See also https://fedoraproject.org/wiki/QA:Updates_Testing for more information on how to test updates.
Comment 16 Fedora Update System 2023-07-27 02:55:48 UTC 
FEDORA-2023-0c94505bc7 has been pushed to the Fedora 38 testing repository.

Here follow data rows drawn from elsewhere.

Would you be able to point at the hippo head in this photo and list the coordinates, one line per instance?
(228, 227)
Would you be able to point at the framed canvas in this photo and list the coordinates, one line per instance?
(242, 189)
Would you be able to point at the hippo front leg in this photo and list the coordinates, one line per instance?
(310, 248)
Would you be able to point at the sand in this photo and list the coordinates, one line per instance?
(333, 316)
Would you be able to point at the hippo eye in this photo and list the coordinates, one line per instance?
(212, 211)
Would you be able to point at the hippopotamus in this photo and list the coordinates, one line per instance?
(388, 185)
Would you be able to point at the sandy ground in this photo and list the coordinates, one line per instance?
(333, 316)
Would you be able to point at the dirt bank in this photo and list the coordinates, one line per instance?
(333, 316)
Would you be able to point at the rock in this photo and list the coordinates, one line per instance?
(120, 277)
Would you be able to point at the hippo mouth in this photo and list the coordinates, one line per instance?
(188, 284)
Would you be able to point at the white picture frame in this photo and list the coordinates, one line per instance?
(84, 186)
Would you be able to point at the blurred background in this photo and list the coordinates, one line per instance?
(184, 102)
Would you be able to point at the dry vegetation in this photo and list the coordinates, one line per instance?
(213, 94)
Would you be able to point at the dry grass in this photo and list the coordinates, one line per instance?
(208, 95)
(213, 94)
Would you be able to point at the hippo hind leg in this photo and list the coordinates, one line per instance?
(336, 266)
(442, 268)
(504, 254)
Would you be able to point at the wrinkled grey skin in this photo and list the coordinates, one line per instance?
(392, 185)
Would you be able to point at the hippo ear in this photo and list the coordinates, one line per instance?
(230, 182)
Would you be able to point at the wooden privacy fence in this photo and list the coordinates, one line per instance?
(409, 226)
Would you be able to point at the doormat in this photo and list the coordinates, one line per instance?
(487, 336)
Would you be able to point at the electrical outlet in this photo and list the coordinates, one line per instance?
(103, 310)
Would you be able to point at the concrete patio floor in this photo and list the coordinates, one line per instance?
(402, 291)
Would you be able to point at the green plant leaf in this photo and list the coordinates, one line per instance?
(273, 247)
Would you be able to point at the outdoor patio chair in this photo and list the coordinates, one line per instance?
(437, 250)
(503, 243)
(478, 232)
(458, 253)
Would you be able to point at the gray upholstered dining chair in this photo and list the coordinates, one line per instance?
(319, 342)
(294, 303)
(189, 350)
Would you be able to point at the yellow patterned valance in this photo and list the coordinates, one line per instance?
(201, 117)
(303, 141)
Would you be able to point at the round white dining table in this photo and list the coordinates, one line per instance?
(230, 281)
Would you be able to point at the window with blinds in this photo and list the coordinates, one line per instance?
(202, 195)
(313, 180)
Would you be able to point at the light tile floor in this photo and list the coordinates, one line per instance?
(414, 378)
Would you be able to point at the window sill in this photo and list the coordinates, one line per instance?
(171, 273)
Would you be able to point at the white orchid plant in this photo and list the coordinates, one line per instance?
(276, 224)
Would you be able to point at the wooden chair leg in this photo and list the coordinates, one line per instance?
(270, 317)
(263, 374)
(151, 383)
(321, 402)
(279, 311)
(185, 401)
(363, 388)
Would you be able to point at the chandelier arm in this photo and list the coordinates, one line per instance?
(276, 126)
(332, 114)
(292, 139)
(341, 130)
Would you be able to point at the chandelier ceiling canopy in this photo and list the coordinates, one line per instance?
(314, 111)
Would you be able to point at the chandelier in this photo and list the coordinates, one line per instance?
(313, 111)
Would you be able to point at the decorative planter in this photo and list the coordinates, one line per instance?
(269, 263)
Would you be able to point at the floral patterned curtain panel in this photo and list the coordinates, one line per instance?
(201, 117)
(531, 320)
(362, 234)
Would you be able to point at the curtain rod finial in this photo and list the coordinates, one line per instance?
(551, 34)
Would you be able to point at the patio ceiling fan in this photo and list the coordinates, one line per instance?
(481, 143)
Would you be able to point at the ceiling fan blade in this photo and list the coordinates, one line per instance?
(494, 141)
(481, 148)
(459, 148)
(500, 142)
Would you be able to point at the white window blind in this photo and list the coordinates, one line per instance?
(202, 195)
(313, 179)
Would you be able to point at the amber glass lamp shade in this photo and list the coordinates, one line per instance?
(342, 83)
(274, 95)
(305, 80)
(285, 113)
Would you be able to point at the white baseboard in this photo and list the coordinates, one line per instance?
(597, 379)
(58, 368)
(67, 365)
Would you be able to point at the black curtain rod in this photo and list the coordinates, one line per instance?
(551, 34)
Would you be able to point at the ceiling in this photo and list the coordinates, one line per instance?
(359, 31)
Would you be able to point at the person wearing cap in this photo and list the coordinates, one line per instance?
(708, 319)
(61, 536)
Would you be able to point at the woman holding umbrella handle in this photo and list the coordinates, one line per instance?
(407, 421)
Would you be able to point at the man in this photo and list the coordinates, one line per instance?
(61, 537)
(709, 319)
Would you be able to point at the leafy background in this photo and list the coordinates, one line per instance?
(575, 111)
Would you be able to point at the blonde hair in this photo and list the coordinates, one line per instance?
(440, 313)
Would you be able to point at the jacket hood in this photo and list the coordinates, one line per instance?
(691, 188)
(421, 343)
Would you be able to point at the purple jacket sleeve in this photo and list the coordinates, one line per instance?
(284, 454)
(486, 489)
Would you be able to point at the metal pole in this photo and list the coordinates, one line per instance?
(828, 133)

Soon you'll be able to install the update with the following command:
`sudo dnf upgrade --enablerepo=updates-testing --refresh --advisory=FEDORA-2023-0c94505bc7`
You can provide feedback for this update here: https://bodhi.fedoraproject.org/updates/FEDORA-2023-0c94505bc7

See also https://fedoraproject.org/wiki/QA:Updates_Testing for more information on how to test updates.
Comment 17 Fedora Update System 2023-08-04 01:28:34 UTC 
FEDORA-2023-0c94505bc7 has been pushed to the Fedora 38 stable repository.
If problem still persists, please make note of it in this bug report.
Comment 18 Fedora Update System 2023-08-04 01:28:35 UTC 
FEDORA-2023-97ce1b58b2 has been pushed to the Fedora 37 stable repository.
If problem still persists, please make note of it in this bug report.